はじめに
孫子の兵法が読まれる理由は、人間が生きていくに避けられない戦いの基本原則を説き、いかなる時代であっても応用できるという面白さがあるからだ。そこで孫子の兵法から基本原則を抜き出して応用すれば「知財戦略」の答えが見えてくるのではなかろうかと考えている。
兵法や戦略は戦いのノウハウである。基本的には理詰めであり論理的になっている。論理的である条件の一つに前提条件が同じであれば推論の結果、答えは同じとなる。つまり、共通する前提条件で物事を考えれば出てくる答えは同じである。戦略とは共通する前提を合わせるといった抽象的なものである。だからこそ自分の頭で考え、独自の答えを出していく応用力が求められる。
知財経営で会社の持続的発展を目指す
「知財管理」から「知財経営」への転換は知財関係者にとって最大の関心ごとである。

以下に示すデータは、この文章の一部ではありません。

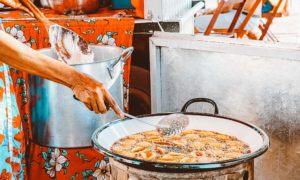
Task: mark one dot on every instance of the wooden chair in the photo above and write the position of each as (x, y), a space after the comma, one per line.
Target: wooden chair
(240, 31)
(264, 27)
(222, 4)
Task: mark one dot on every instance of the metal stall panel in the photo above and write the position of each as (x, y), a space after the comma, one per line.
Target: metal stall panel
(251, 81)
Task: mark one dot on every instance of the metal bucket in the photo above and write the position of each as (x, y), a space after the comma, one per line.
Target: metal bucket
(58, 120)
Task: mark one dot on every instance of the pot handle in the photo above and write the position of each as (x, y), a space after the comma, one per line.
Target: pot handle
(124, 56)
(187, 104)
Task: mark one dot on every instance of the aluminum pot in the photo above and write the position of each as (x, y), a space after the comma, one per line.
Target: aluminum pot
(58, 120)
(104, 137)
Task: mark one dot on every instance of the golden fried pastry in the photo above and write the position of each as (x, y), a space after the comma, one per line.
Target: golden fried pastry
(190, 146)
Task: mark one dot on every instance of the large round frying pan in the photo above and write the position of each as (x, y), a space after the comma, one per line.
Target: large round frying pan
(104, 137)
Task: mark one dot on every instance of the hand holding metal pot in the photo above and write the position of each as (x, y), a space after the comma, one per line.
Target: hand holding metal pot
(94, 95)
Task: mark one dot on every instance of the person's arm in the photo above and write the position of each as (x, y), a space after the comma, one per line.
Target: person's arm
(92, 93)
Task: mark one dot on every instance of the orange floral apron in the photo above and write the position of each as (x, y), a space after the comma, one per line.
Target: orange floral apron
(100, 28)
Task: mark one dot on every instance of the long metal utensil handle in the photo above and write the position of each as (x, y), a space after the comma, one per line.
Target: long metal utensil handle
(136, 118)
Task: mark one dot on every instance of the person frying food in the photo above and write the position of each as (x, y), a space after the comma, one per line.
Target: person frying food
(14, 53)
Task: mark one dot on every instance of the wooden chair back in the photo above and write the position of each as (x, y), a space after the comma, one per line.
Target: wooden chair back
(264, 27)
(222, 4)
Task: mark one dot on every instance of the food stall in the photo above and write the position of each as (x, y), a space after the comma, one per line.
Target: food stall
(240, 97)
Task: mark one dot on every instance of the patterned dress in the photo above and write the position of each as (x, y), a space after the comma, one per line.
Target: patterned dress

「知財経営」の基本は社内にある知的資産を会社経営に取り入れて会社の持続的発展をめざすことである。つまり、知的財産のマネジメント法である。
しかし現状は企業経営と乖離した「知財管理」の体制を続けることで知的財産が持つ本来の機能(役割)が見失われている。それは、特許出願件数と会社の業績が関係なかったことで充分に証明されている。
「知財経営」を実践するには、まず社内にある知的資産を顕在化させる必要がある。暗黙知と言われている知的資産を顕在化する手段の一つが文書化である。しかし目に見えない「無体資産」を文書化し、知的財産に仕立て、それを、会社経営に取り入れる「知財マネジメント法」は日本には存在していない。